Yanına oturup elini tuttum. Yanaklarını öptüm "tontiş anneannem benim nasılsın bakalım." Gülümsedi "Seni gördüm daha iyi oldum yavrum. sen nasılsın yüzün kaşık kadar kalmış yemek yemiyormusun sen anlat anneannene"Anneannem bir sıkıntım oldugunu anında anladı. "Neyin var kuzum." Bir an duraksadıktan sonra, “Anneanne, sana bir şey söylemem gerek,” dedim. Onun sevgi dolu bakışlarının altında, ne anlatacağımı düşünüyordum ama anlaşmamızın detaylarından söz etmemeye kararlıydım. “Birine âşık oldum ve... evlenmeye karar verdik,” diye devam ettim.

Bu cümle üzerine anneannemin gözleri parladı. “Ne güzel! Allah mesut etsin, yavrum.” dedi heyecanla. Onun bu mutluluğu karşısında içimde bir şeylerin kırıldığını hissettim ama yüzüme bir gülümseme kondurdum. Bu süreçte anneannemi mutlu etmek, içimi rahatlatan tek şeydi.

O sırada kapı aralandı ve Fırat içeri girdi. Anneanneme doğru adımlarını sakin ve saygılı bir şekilde attı, yanına geldiğinde nazik bir tavırla “Merhaba, Ayla Hanım. Sizi gördüğüme memnun oldum,” dedi.

Anneannem Fırat’a bakıp hafifçe gülümsedi, onu baştan aşağı inceleyerek, “Ah, Fırat… Zara’nın evlenicegi genç adam sen olmalısın yanlış mıyım. ” dedi. Fırat, onun elini nazikçe sıkarak teşekkür etti. “AH evet hanımefendi o kişi benim. Zara çok özel biri, onu mutlu etmek için elimden geleni yapacağım,” dedi Fırat, gözlerinde o sakin ve derin bakışıyla.

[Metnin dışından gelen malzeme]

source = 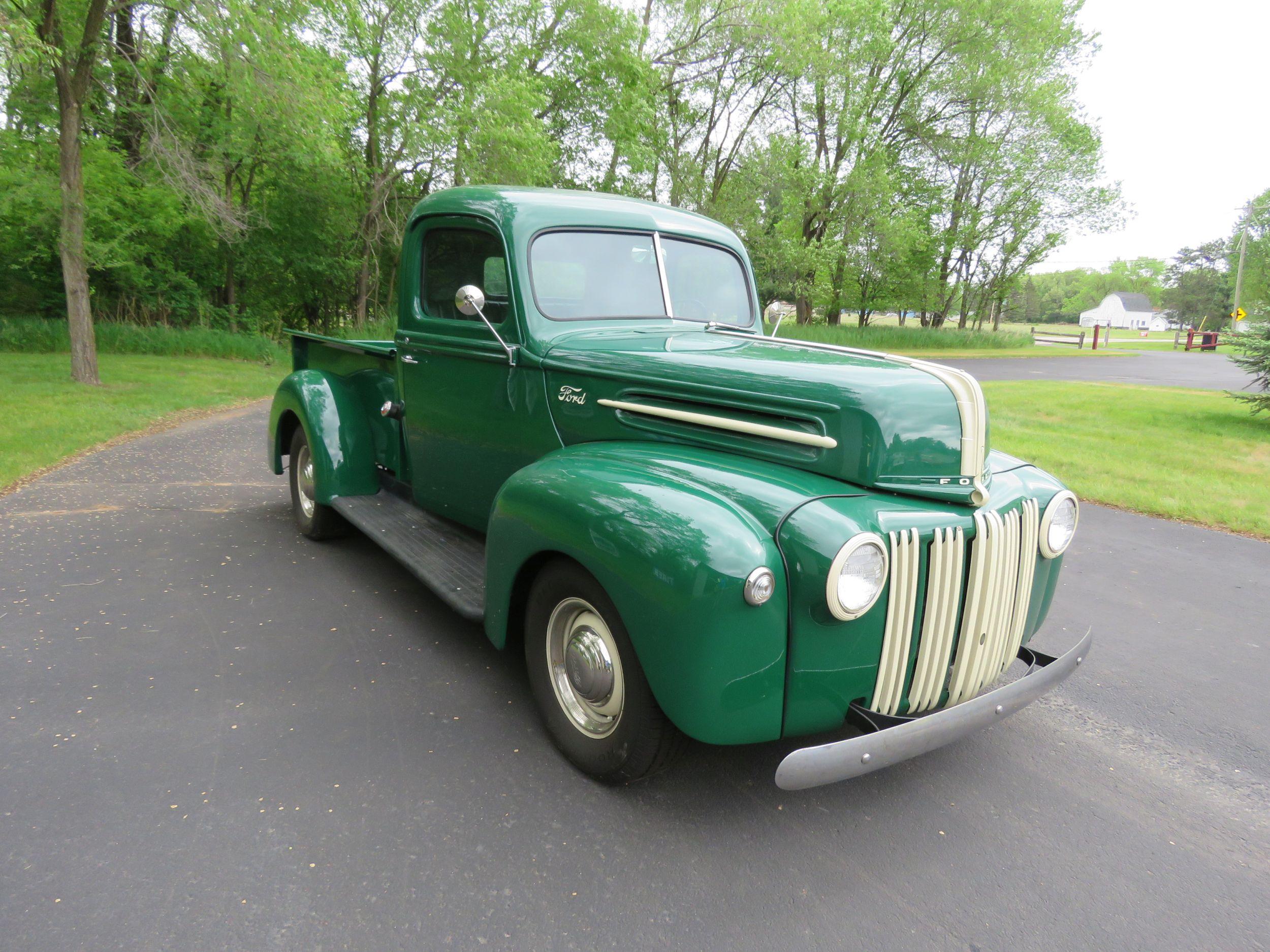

O konuşurken, Fırat’ın yüzüne bakıyordum; sesindeki samimiyet, anneannemin yanında sergilediği saygılı duruş... O an, Fırat’ın bu iki dünyayı dengelemekte ne kadar ustalaştığını bir kez daha anladım.

Bir süre daha sohbet ettik ve Fırat, bahanelerle dışarı çıkıp hastane masraflarını sessizce halletti. Ben bunu fark ettiğimde ona dönüp şaşkınlıkla baktım, ama Fırat yalnızca ufak bir gülümsemeyle başını sallayarak beni endişelenmemem için ikna etmeye çalıştı. Bu hareketi, onu her geçen gün daha çok anlamaya başlamama neden oluyordu.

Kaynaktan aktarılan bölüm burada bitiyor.